What’s new: Stephan Garbin and colleagues at Microsoft developed FastNeRF, a system that accelerates the photorealistic 3D rendering method known as Neural Radiance Fields (NeRF) to visualize scenes from any angle at a brisk 200 frames per second.
Key insight: To visualize one frame of a 3D scene, you need to know the position of a virtual camera and the directions of a set of virtual light rays that extend from the camera through each pixel in the frame. (The objects behind the pixels have a basic color that may be modified by lights, shadows, occlusion, and transparency.) NeRF computes a pixel’s color by combining the color/transparency of all points that lie along the associated ray, which requires hundreds of neural network inferences — tough to pull off in real time. FastNeRF manages the computational burden through a two-part workaround. First, rather than calculating on the fly, it pre-computes and stores information about all possible rays and points along them. Second, to avoid having to store every possible combination of ray and point (1,024^3 * 1,024^2 values, assuming 1,024 samples per spatial dimension), it stores each point’s basic color and transparency based on its position, and the shift in its color due to a ray’s direction (1,024^3 + 1,024^2 values).
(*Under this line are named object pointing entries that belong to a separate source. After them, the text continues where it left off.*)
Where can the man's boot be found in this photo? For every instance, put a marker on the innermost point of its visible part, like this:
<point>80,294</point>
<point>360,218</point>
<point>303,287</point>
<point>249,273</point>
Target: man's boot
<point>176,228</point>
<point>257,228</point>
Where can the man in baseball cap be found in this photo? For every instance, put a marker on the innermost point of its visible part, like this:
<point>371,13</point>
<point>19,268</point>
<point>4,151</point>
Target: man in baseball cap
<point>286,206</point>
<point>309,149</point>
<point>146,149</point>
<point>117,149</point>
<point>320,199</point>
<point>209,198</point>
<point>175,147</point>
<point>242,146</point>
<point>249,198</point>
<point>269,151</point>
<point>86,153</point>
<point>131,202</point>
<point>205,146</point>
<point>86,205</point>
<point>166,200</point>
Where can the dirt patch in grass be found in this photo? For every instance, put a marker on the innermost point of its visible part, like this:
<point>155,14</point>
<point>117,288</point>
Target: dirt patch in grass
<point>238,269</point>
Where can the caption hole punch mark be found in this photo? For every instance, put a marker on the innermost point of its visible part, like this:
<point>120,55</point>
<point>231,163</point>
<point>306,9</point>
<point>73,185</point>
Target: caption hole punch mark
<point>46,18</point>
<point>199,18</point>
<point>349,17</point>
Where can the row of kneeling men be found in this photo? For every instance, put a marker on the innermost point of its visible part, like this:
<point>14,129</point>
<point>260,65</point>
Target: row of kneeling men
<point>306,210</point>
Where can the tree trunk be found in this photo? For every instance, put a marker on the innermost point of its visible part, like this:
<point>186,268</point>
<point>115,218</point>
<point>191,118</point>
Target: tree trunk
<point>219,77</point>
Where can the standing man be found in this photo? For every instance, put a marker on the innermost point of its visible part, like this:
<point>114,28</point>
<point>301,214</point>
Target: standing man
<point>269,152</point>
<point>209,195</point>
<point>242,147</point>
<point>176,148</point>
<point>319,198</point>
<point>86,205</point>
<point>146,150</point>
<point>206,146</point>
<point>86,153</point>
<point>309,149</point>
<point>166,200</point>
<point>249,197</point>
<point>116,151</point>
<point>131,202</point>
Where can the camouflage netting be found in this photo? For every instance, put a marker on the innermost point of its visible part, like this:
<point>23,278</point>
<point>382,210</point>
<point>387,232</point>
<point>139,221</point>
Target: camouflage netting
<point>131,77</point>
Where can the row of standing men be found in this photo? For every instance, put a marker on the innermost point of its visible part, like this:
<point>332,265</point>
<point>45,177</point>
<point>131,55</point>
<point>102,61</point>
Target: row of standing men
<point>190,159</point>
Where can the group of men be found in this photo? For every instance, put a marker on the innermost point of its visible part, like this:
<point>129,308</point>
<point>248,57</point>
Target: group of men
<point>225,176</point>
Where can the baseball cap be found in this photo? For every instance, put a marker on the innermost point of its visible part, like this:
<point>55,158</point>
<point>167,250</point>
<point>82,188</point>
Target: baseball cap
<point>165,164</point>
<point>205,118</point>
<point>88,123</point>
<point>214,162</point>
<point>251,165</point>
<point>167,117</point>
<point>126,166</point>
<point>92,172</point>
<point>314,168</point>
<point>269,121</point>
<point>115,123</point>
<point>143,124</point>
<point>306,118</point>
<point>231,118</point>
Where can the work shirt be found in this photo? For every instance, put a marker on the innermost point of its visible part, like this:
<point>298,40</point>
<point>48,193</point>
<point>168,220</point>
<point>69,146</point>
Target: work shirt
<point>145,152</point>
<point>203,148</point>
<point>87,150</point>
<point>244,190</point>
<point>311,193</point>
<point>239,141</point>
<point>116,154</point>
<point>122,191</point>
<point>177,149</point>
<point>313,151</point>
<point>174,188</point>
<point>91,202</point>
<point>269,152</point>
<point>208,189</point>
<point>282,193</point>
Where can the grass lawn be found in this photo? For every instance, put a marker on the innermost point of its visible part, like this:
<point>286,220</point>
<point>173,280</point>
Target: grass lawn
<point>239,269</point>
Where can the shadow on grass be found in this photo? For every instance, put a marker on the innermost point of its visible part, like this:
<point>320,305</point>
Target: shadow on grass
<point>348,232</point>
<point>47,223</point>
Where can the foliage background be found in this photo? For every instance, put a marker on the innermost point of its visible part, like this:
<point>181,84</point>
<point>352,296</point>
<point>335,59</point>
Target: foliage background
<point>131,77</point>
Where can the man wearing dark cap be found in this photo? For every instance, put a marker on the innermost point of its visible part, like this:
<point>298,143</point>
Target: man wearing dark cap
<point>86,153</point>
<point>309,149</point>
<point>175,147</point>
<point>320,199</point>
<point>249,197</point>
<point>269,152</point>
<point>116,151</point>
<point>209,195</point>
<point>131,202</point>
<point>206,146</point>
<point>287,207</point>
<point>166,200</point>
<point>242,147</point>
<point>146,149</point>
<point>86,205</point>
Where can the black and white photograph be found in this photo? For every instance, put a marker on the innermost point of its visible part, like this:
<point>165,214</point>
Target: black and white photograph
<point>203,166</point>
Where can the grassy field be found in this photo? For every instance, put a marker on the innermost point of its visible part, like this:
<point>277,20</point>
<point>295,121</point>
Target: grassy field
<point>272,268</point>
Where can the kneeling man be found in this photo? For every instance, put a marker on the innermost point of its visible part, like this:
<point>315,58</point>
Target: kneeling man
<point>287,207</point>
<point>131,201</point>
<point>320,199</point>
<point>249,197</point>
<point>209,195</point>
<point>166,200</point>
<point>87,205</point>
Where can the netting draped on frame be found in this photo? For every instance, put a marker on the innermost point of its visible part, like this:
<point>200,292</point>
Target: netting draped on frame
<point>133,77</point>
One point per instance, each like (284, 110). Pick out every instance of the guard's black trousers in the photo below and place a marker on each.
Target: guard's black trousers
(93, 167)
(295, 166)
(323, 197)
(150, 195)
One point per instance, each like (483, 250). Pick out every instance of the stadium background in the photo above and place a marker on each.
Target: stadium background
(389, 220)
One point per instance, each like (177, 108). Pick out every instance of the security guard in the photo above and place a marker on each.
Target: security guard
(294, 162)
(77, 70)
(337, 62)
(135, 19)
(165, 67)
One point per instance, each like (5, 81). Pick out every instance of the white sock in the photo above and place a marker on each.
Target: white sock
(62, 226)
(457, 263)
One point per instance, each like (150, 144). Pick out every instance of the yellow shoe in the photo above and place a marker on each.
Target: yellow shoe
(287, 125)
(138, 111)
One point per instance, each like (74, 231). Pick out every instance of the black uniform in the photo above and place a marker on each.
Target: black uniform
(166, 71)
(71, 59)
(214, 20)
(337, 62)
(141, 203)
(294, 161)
How it works: FastNeRF uses two vanilla neural networks to compute information based on a point’s position (the position network) and a ray’s direction (direction network). The authors trained the system on Synthetic NeRF, which contains 360-degree views of real-world objects like model ships and LEGO constructions, and frontal views of objects in Local Light Field Fusion.
- FastNeRF evenly samples points throughout the scene. The position network calculates each point’s transparency as well as a vector that represents its basic color. It stores the results.
- Similarly, FastNeRF evenly samples rays pointing in all directions. The direction network calculates a vector that represents how each ray’s direction would affect the color of all points along that ray. It stores that result as well.
- To compute a pixel’s value, FastNeRF combines the transparency, basic color, and the effect of the ray’s direction for every point along the ray.
- It weights each point’s color (from the location network) by the output of the direction network. Then it weights each point’s color by its transparency. Finally, it sums the twice-weighted color of all points along the ray.
Results: Running on a high-end consumer graphs board, FastNeRF performed over 3,000 times faster than NeRF. For example, it rendered a scene of a LEGO tractor in 0.0056 seconds versus NeRF’s 17.46 seconds. Despite its speed, on Synthetic NeRF, FastNeRF achieved 29.97dB peak signal-to-noise ratio, which gauges how well a generated image reproduces the original (higher is better), versus NeRF’s 29.54dB.
Why it matters: The authors reduced an unmanageable quantity of high-dimensional data to a practical size by dividing the information based on point position and ray direction between two models. A similar approach could be useful in applications that require optimization over many input parameters, such as drug discovery and weather modeling.
We’re thinking: Augmented and virtual reality promise to bring powerful new approaches in education, entertainment, and industry — if we can make them cheap, easy, and fast enough. Deep learning is helping us get there.